An influential highway group has called for replacing the flat tax on gas with a percentage tax, according to the Wall Street Journal. They want to replace the current 18.4 and 24.4 cent taxes on gasoline and diesel, respectively, with more flexible 8.4% and 10.6% tax rates. At current gas prices that would be about a 2-cent increase (at least on the gasoline side of things), and it would at least allow for automatic increases with inflation. It is a bit awkward for road funding to rise and fall with the cost of fuel, but it may be the only politically feasible way to raise the gas tax – to pass it off as an unintended consequence. Of course, there’s the possibility of the price of gas falling, although I don’t know how likely that is over the long-run.

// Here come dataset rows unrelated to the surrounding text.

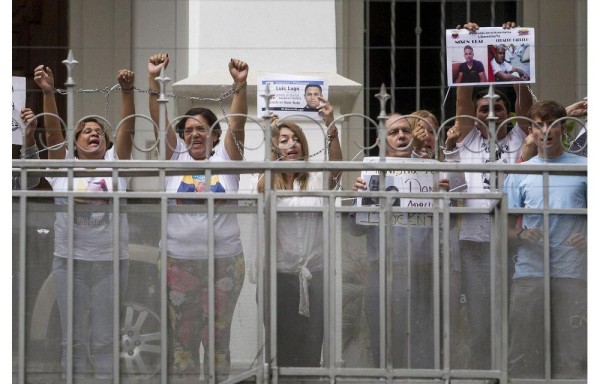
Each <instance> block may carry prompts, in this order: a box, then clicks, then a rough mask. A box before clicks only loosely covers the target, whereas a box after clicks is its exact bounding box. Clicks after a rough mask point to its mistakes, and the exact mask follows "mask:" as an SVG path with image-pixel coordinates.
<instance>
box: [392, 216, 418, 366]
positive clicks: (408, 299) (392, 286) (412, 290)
mask: <svg viewBox="0 0 600 384" xmlns="http://www.w3.org/2000/svg"><path fill="white" fill-rule="evenodd" d="M390 232H391V231H390ZM411 235H412V228H410V227H407V228H406V231H405V232H404V237H405V238H406V239H405V240H406V245H407V247H406V248H407V249H406V254H407V255H408V257H407V262H408V263H407V265H406V285H407V286H408V289H407V291H408V295H407V297H406V335H407V338H406V340H403V341H404V342H405V343H406V356H407V359H406V366H407V367H408V368H412V348H411V342H412V338H413V334H412V316H413V308H412V307H413V305H412V297H413V295H414V289H413V273H412V272H413V271H412V267H413V259H412V256H413V255H412V242H411V241H410V238H411ZM390 246H391V244H390ZM391 249H392V248H391V247H390V250H391ZM392 278H393V275H392ZM392 287H393V285H392ZM393 292H394V291H393V290H392V294H393ZM392 321H393V320H392Z"/></svg>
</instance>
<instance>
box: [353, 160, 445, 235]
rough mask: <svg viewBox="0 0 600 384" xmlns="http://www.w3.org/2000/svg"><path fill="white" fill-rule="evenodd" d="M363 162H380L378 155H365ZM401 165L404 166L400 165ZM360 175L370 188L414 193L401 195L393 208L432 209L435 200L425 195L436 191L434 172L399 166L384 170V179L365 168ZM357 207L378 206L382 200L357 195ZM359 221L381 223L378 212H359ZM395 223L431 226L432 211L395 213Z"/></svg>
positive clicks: (398, 162) (369, 223) (400, 160)
mask: <svg viewBox="0 0 600 384" xmlns="http://www.w3.org/2000/svg"><path fill="white" fill-rule="evenodd" d="M363 161H364V162H379V157H365V158H364V160H363ZM415 161H418V162H434V161H436V160H432V159H413V158H398V157H387V158H386V162H398V163H405V162H415ZM399 168H402V166H401V165H400V164H399ZM361 177H362V178H363V179H364V180H365V182H366V184H367V190H368V191H383V190H385V191H394V192H406V193H412V194H414V197H413V196H411V197H401V198H400V197H399V198H396V199H394V200H393V202H392V206H394V207H411V208H427V209H429V208H433V206H434V205H433V204H434V201H435V200H433V199H427V198H423V195H424V194H427V193H430V192H433V190H434V183H436V182H437V179H436V177H435V172H433V171H412V170H410V171H409V170H402V169H397V170H394V171H388V172H386V173H385V180H381V176H380V174H379V171H363V172H361ZM356 204H357V206H359V207H365V206H379V199H377V198H372V197H363V198H360V197H359V198H358V199H357V202H356ZM356 223H357V224H361V225H378V223H379V213H378V212H357V214H356ZM392 225H399V226H416V227H432V226H433V218H432V214H431V213H419V212H393V213H392Z"/></svg>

As you can imagine, the political reaction was quite hostile, with Rep. John Mica, who’s on the soon-to-be Republican-controlled House Transportation and Infrastructure Committee, saying that anything that would raise gas prices is a “non-starter.” It’s unfortunate that the gas tax is seen as just another tax and not the explicit cost of the road infrastructure, but it looks like it’s going to be a casualty of the Tea Party’s anti-tax mantra. In any case, the issue will be dealt with after the midterms when hopefully politicians will be a bit more clear-headed. The WSJ suggests that politicians are reluctant to keep borrowing from the general fund for road projects, but I’m afraid that their fear of budget deficits will be overpower by their fear of raising the cost of driving. And as much as I resent Obama and this Congress for refusing to raise the gas tax, it could have been worse – both McCain and Hillary Clinton were in favor of a gas tax holiday during the 2008 election.

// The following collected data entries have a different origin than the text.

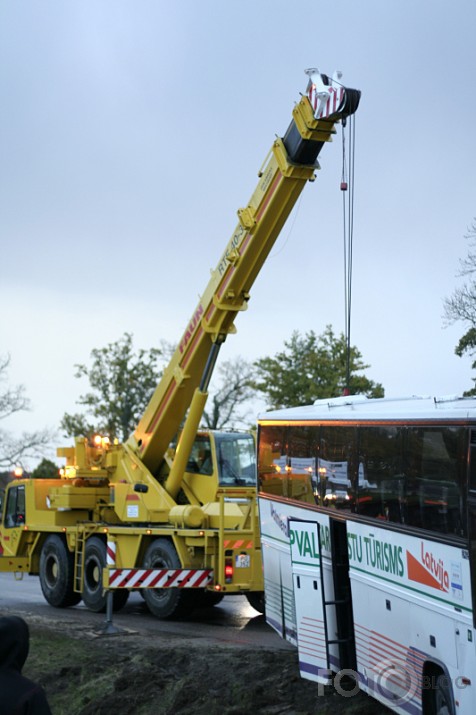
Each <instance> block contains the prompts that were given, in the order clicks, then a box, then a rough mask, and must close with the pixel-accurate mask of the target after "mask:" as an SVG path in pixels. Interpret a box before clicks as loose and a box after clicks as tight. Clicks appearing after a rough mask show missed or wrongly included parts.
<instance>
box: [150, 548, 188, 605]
mask: <svg viewBox="0 0 476 715" xmlns="http://www.w3.org/2000/svg"><path fill="white" fill-rule="evenodd" d="M143 566H144V568H145V569H180V568H182V565H181V563H180V559H179V557H178V554H177V551H176V549H175V546H174V545H173V543H172V542H171V541H169V539H155V541H152V543H151V544H150V545H149V546H148V548H147V551H146V552H145V556H144V564H143ZM193 590H194V589H183V588H144V589H142V595H143V597H144V600H145V602H146V604H147V607H148V608H149V611H150V612H151V613H153V614H154V616H156V617H157V618H162V619H165V618H181V617H182V616H185V615H187V614H188V613H190V612H191V610H192V609H193V594H191V591H193Z"/></svg>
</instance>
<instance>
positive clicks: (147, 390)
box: [61, 333, 162, 442]
mask: <svg viewBox="0 0 476 715" xmlns="http://www.w3.org/2000/svg"><path fill="white" fill-rule="evenodd" d="M161 355H162V350H160V349H159V348H150V349H149V350H143V349H140V350H138V351H137V353H135V352H134V349H133V339H132V335H131V334H130V333H124V335H123V336H122V337H121V338H119V340H117V341H116V342H114V343H109V344H108V345H107V346H106V347H104V348H95V349H94V350H92V351H91V359H92V365H91V367H87V366H86V365H76V366H75V367H76V374H75V377H77V378H82V377H86V378H87V379H88V380H89V385H90V388H91V389H90V392H87V393H86V394H84V395H81V396H80V398H79V400H78V401H77V404H79V405H82V406H83V407H84V408H85V410H84V413H76V414H68V413H66V414H65V415H64V416H63V419H62V420H61V429H62V430H63V431H64V433H65V436H67V437H75V436H85V437H89V436H91V435H93V434H95V433H101V434H103V435H105V436H108V437H109V438H110V439H111V440H114V439H119V440H120V441H122V442H124V441H125V440H126V439H127V438H128V436H129V435H130V434H131V432H132V431H133V430H134V429H135V427H136V426H137V424H138V422H139V420H140V418H141V417H142V414H143V413H144V410H145V408H146V407H147V404H148V402H149V400H150V398H151V396H152V394H153V392H154V390H155V388H156V386H157V383H158V381H159V378H160V374H161V372H160V369H159V366H158V362H159V358H160V357H161Z"/></svg>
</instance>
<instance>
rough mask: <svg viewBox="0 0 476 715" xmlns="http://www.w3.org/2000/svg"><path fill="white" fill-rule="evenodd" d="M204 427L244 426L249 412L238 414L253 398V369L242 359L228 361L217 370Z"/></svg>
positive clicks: (206, 412)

Although I am very excited about a higher gas tax, it would be a shame if the amount of money expended on roads and highways actually increased on net. Robert Poole at Reason has argued that we should spend all money collected in user fees on roads, and while it’s true that a lot of fuel tax money goes to mass transit and non-road expenses, there are also massive amounts of money traveling the other way, from general revenues going to the roads. State and federal highways are covered by their user fees, but the local roads that run outside your doorstep and which are in many ways most important are paid for almost entirely out of general revenues. So although it may sound counterintuitive, unless we stop building roads out of local budgets, spending less of the gas tax on highways will actually bring the total amount spent closer to the total amount collected.